Ослепительный зной угасающего дня, жар всех оставшихся позади летних дней иссушил эту жирную землю. Взволнованная река заполнила расщелину в русле, и сытая мульча бурлила пузырями и сгущалась в кипящую пену, кристаллами застывавшую под палящим солнцем. Обширный слой природной селитры лежит под паром в ожидании дополнительных элементов — серы и угля. Пропорции составляющих правильной смеси неустойчивы, доля каждого элемента колеблется, и вот уже отношение масс селитры, серы и угля составило 75:10:15 и приближается к магическому 75:12:13, при котором компоненты могут вступить друг с другом во взаимодействие и взорваться. Порох совершенно сух, пропорция достаточно точна. В недрах Зверя уже зажжена спичка. Под городом притаилась гигантская пороховая мина, и, быть может, город об этом знает: дома буквально выгоняют своих обитателей на улицы, и улицы заполняются теми, кто бежит от старого порядка, и теми, кто ищет нового. Бульвары и улочки пульсируют, то сжимаясь, то расширяясь, словно кишки подземного Зверя обрели собственную жизнь и прорвали каменную кожу, чтобы образовать на поверхности дополнительный экзоскелет. Люди теснятся на улицах, свет факелов отбрасывает багровые блики на потемневшие декорации, когда Ламприер возникает на сцене и мчится вниз по ступеням Торгового дома Ост-Индской компании, смешивается с толпой на Леднхолл-стрит, протискивается между выжидающими мятежниками в своей безнадежной, погоне, ибо он снова потерял ее, и зовет: «Джульетта! Джульетта!» — но она не слышит его, она исчезла, и на пути Ламприеру попадаются лишь бунтовщики.

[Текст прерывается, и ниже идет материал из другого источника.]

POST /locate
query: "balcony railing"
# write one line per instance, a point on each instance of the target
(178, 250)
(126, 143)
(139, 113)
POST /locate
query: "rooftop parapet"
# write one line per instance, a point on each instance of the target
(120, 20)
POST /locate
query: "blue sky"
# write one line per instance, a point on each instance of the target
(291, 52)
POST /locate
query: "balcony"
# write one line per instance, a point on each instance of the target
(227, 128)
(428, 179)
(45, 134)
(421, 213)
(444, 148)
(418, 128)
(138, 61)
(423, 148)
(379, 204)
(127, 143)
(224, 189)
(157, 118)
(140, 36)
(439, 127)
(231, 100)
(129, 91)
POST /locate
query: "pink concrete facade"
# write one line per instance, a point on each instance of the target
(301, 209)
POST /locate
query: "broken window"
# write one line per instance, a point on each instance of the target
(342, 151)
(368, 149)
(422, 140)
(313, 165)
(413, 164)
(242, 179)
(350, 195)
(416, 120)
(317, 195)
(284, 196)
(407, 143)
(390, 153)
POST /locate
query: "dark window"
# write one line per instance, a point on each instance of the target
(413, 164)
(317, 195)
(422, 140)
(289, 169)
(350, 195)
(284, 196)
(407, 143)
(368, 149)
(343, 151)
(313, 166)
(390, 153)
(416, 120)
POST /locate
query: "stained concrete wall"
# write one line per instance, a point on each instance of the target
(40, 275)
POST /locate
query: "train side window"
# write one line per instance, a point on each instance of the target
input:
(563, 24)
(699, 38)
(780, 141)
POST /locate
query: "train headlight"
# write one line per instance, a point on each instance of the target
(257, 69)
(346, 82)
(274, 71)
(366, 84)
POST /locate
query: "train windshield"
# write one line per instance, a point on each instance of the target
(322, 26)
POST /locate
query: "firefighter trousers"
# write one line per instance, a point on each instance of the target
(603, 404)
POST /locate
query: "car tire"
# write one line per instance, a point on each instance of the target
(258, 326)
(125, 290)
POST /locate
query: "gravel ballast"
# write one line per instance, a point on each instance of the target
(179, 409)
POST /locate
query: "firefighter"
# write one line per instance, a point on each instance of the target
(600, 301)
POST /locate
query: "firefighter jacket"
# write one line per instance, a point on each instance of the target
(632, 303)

Лица людей, оранжевые и желтые в свете факелов, переполняют улицу и тянутся гигантской змеей куда-то вдаль; все они обращены к западу, в сторону дрожащих от страха полицейских, держащихся от них на безопасном расстоянии в дальнем конце улицы. Тело этой неповоротливой гидры пока что пребывает в бездействии, а голову ее представляет собой Фарина. Дует ветер, горячий ветер, крепчающий с каждой минутой. Волосы Фарины развеваются, падая ему на лицо. Он говорит с толпой.
Ламприер прокладывает себе путь локтями через толпу, вслед ему летят брань и тумаки. Ламприер вытягивает шею, продолжает звать Джульетту. Толпа смыкается у него за спиной. Одни группы слушателей кричат, другие хранят молчание и размышляют. Фарина — указующий перст. Настроение толпы понемногу начинает меняться. Ламприер оглядывается по сторонам, всматриваясь в лица, горящие жаждой перемен. Четыре человека, стоящие во главе толпы, наклоняются и что-то поднимают с земли. Внимание толпы переключается на этих людей. Ламприер выглядывает поверх голов и видит, как четыре человека выходят вперед и высоко поднимают над головами толпы Это. Ламприер испуган до полусмерти. Может ли это быть?